I have an asp.net-mvc application, and when I look at the page's source I see the html is indented, has lots of white space,

I think if I will remove all these spaces, my page will become smaller in KB

anybody knows how to remove them automatically ?

Omu
  • 69,856
  • 92
  • 277
  • 407
  • You may also be interested in other techniques for high-performance websites: http://developer.yahoo.com/performance/rules.html – Piskvor left the building Nov 30 '10 at 12:34
  • Duplicate - http://stackoverflow.com/questions/855526/removing-extra-whitespace-from-generated-html-in-mvc – David Nov 30 '10 at 13:08
  • @David Little it is kinda, but here I got a very cool solution for asp.net-mvc which you can't find in there – Omu Nov 30 '10 at 13:52
  • This question has been answered twice on stackoverflow.

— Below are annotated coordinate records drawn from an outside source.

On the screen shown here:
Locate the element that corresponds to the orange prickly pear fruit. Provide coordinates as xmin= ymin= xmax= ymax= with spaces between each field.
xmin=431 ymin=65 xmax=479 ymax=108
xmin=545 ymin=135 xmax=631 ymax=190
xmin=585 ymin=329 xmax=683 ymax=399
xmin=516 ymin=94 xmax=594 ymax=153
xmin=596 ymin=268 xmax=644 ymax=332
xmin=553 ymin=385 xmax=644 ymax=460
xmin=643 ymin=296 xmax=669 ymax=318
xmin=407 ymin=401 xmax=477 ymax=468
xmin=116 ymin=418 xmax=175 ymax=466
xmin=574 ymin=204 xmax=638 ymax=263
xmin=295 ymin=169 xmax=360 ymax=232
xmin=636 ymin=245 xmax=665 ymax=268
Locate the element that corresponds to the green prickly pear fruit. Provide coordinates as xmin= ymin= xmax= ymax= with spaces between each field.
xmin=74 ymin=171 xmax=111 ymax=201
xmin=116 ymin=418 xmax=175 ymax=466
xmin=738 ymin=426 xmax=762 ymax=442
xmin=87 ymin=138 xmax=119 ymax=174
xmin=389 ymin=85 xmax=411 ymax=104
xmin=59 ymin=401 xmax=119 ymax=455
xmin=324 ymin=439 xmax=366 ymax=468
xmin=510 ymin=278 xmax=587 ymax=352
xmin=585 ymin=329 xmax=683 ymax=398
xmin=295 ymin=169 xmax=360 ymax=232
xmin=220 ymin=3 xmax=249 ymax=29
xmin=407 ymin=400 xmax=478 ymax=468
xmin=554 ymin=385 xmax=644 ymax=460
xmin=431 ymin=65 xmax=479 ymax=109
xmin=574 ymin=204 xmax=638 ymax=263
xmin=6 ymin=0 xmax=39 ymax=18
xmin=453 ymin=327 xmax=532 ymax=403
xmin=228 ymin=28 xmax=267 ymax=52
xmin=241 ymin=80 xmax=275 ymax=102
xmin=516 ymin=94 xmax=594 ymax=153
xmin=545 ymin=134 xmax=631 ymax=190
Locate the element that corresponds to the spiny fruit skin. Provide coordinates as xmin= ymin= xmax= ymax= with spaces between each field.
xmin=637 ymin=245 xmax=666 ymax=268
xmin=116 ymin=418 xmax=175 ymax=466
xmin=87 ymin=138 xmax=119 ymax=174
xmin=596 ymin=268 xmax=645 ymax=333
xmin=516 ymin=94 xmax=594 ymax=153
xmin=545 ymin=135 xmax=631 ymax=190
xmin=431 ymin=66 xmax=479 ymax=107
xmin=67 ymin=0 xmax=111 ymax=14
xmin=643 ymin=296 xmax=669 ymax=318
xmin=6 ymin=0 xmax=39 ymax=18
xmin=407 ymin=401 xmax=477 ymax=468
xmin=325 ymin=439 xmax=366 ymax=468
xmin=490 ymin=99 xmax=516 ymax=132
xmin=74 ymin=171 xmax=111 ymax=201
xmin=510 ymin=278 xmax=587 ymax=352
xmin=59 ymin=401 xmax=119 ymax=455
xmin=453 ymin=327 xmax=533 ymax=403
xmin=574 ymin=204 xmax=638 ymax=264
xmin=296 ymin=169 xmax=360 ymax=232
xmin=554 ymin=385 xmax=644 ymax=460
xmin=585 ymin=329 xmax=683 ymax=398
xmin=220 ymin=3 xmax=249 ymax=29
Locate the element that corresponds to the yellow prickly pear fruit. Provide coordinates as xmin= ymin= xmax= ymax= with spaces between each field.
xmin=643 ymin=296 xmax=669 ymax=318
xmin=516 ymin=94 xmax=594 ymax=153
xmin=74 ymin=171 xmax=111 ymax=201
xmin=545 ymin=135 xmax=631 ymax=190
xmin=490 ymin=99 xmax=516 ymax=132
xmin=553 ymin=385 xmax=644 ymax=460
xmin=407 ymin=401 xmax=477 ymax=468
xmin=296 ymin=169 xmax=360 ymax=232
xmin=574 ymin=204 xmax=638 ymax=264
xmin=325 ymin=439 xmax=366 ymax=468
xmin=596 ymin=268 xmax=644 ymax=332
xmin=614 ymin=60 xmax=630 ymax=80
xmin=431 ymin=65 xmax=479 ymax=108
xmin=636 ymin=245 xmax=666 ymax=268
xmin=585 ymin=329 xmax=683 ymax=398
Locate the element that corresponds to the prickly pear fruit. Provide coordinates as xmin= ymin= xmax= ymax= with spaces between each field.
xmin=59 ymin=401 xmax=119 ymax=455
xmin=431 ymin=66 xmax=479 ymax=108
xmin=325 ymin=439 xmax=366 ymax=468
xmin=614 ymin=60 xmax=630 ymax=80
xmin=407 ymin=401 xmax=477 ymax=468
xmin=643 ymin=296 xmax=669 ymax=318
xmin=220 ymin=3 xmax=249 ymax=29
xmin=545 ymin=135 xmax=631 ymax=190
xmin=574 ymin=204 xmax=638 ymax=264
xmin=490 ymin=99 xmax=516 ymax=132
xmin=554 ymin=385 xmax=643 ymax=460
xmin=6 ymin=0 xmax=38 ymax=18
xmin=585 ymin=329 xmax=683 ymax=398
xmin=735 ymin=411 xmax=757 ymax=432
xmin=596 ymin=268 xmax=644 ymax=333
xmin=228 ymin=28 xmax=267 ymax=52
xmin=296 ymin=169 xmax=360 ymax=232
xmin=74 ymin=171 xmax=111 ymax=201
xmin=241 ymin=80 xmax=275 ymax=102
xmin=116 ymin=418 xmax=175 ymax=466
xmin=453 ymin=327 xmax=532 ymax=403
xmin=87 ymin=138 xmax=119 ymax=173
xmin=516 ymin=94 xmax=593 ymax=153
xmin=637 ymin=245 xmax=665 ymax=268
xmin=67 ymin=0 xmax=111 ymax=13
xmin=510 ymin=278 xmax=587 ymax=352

See links below. [Solution 1](https://stackoverflow.com/questions/1947855/need-regex-using-c-to-condense-all-whitepace-into-single-whitespaces) [Solution 2](https://stackoverflow.com/questions/206717/how-do-i-replace-multiple-spaces-with-a-single-space-in-c) – bitxwise Nov 30 '10 at 13:26

3 Answers3

2

Taken from http://madskristensen.net/post/A-whitespace-removal-HTTP-module-for-ASPNET-20.aspx.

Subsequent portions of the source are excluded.